We must change the narrative around the cost of an education. Our tuition is under $8,000 per year for a Wisconsin resident. An elite university education can cost upwards of $50,000 per year. Regardless of the university students choose, it should be viewed as an investment they make in themselves. Student debt matters when it inhibits a person’s ability to fulfill their potential. Worse yet is student debt without the completion of one’s educational goals. We must support students to persist in their education. We must encourage them to stay on course and finish what they have started. We must be a leader in helping first generation college students successfully navigate the experience. The narrative on the cost of education and rising debt was broken before the pandemic. We now have a chance to reset the educational value proposition in the coming year and beyond.

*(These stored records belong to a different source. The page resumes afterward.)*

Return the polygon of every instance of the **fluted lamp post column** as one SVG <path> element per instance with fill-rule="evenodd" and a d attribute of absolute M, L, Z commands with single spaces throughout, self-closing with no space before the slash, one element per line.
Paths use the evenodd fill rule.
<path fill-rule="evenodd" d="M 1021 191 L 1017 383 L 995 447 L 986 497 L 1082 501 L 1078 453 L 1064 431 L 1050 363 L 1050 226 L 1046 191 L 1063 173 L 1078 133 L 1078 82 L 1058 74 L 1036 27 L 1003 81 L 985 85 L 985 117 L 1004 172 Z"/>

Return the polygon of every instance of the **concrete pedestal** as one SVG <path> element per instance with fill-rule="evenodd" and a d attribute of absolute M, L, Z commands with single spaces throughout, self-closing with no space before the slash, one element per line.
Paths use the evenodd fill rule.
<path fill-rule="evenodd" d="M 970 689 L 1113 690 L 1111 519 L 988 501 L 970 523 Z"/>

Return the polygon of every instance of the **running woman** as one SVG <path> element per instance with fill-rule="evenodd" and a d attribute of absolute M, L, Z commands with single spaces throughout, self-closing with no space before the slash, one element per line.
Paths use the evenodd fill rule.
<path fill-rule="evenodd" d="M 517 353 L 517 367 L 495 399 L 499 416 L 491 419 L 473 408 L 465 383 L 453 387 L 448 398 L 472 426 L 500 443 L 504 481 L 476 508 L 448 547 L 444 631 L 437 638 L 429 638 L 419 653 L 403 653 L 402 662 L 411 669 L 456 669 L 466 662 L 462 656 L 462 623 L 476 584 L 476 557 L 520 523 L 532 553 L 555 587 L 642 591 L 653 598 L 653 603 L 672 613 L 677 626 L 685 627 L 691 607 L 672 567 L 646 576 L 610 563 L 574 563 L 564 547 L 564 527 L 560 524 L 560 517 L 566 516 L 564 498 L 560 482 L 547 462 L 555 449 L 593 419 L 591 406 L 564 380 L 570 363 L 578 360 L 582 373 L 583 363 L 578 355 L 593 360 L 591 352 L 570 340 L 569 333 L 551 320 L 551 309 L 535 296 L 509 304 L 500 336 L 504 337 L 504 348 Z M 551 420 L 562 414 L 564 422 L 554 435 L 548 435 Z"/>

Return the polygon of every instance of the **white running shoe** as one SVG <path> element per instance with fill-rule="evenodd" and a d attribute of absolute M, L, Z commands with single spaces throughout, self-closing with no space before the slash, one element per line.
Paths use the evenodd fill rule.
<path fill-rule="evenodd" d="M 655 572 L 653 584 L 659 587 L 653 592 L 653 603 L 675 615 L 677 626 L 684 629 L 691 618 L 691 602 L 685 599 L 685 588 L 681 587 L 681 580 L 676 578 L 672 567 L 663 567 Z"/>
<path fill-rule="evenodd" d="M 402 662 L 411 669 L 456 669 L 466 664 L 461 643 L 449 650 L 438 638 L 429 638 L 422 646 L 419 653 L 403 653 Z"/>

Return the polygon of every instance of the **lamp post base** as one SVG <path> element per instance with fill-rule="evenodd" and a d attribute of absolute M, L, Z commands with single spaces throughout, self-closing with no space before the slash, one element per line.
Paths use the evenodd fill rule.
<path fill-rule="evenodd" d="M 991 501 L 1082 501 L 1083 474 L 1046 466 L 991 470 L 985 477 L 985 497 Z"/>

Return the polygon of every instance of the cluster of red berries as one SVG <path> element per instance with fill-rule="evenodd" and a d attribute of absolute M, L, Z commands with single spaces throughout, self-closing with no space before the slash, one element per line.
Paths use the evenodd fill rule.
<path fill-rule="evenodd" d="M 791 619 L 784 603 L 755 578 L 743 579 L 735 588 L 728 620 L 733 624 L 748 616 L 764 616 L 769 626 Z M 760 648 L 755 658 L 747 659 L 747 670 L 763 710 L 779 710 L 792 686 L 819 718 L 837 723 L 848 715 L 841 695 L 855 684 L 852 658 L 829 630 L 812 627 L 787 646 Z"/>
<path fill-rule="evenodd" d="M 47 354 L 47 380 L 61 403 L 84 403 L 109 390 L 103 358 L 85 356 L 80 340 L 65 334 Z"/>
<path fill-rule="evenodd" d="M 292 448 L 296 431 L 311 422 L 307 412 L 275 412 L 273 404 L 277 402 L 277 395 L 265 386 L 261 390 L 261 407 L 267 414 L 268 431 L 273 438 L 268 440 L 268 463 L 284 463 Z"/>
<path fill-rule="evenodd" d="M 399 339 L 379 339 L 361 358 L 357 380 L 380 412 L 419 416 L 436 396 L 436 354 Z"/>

Our community has rightly demanded that UW-Green Bay grow to support the economy, culture, education, and health of our region. Now and after the pandemic, we will need leaders to help us move forward. It is our job to prepare them. We fiercely believe that all students who want a university education should have access to it. Our mission is to provide that education, and the rapid growth of our University in recent years shows we are fighting to support students to reach their educational goals. I ask our entire community to join us in the fight to create a more equitable community and one prepared to meet the challenges of the future.
I am unable to predict exactly what will happen with education in the coming months. However, I know we are resilient. As the Phoenix, we are up for the challenge that lies ahead. We will rise into the unknown together.